I'm unsure what kind of advice you're wanting especially when you say "I'm not sure what to do with her". Have you had a heart to heart with her? Have you asked her what *she* wants or expects of you, her dialysis, her doctor, clinic etc.? What are her wants, desires, needs at this point? Is she happy? Content with in-center treatments? Is she still suffering from side effects of kidney failure that could somehow be improved upon? How is *she* managing? Is she able to care for herself, i.e., cook, clean, personal hygiene, laundry, shopping etc? Does she know about home dialysis and does that interest her? Does she have a good support system in place like other family, friends, church group willing to listen, help out etc? How about a social or church group that can give her emotional support? These are all crucial elements for her well-being. Let's face it, this is really about her and not you at the moment. Take a look at NKF, AAKP, HDU, RSN and/or local kidney support groups for more answers. Also consider a care-partner support group on Facebook and most importantly have *her* (plus you) check out kidneyschool.org they have great information worth your time. Please let us know what it is you hope to achieve with your mom and what advice you're really looking for. Why would all the responsibility of her health fall on you? How old is your mom, does she have a partner, is she capable of driving, caring for herself? Wouldn't the bulk of health responsibility fall to her at this point? Help her "empower" herself. Don't be a care-giver unless she is completely unable to care for herself. Be a care-partner or better yet a "team-mate". Give the control to your mom, let her make the decisions, choices etc and you just be there to support or contribute when needed.

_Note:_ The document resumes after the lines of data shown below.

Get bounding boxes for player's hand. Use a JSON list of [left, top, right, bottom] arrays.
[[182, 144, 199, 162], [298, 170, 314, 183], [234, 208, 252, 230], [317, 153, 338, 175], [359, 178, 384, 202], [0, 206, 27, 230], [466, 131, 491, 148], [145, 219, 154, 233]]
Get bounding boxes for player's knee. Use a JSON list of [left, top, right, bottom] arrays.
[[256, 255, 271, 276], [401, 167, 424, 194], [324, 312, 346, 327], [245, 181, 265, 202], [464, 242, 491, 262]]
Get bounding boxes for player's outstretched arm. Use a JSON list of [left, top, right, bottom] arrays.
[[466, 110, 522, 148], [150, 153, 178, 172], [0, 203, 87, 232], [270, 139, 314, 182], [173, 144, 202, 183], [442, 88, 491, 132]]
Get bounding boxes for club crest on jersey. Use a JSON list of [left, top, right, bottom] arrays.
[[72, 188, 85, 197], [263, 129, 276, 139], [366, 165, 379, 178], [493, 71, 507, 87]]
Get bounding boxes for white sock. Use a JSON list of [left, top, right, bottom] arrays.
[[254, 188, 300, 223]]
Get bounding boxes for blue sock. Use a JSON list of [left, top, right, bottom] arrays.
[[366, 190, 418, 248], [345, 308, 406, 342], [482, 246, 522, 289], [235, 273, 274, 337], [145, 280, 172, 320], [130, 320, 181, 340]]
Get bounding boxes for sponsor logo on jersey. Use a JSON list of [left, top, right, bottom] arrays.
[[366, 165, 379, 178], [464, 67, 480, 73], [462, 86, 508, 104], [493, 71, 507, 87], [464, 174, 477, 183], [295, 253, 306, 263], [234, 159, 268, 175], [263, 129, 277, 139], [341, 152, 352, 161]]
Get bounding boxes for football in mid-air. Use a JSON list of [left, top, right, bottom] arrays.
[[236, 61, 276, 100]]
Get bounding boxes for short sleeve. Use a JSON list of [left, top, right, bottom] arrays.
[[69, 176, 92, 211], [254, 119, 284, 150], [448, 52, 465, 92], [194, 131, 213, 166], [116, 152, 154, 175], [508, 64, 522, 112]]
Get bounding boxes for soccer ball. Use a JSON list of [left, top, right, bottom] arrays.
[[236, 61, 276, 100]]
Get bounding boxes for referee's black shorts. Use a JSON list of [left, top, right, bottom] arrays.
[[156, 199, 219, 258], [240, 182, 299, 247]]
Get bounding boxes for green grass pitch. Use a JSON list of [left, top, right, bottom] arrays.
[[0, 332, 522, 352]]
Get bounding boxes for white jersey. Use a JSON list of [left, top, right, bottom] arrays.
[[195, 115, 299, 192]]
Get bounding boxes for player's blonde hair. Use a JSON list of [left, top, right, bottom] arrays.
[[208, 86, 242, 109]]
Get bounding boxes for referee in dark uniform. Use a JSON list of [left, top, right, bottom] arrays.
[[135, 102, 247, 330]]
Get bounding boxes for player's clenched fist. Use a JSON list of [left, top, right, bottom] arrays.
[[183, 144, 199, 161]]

Its angering, frustrating and frightening to accept the facts that dialysis and/or transplant is forever. There is no other treatment or cure for kidney failure. This will be part of her life (and yours) for the rest of her life. There are people around that can help you both with coping tips. The social worker, dietitian and nurses at the clinic can help with coping ideas. You are not alone in this, neither is your mother. REACH out and be sure to have your specific questions and concerns available to get the answers you'll both need. You are not alone. Blessings


I agree with cs65, if you can go to dialysis with her I think that would help you feel more involved and understand better. Here's some information on dialysis to help you learn more about all the options: kidney.org/atoz/atozTopic_D... She should also ask about transplant: kidney.org/atoz/atozTopic_T...


Everyone has given you good advice. The only thing I want to add is that you should give yourself permission to consider your own goals and desires. The responsibility of caring for your mother seems to be causing a lot of stress for you. Even though your siblings are married and have families of their own, I think they still might be expected to contribute in some way to your mother's care. You should not feel as though you have to take this on all by yourself. And I don't think you should be expected to put your life on hold.

The AARP has a resource guide that helps caregivers find resources in their local communities. Here is the link: aarp.org/caregiving/local/i...

You shouldn't feel guilty about turning over some of the responsibility for your mother's care to other people.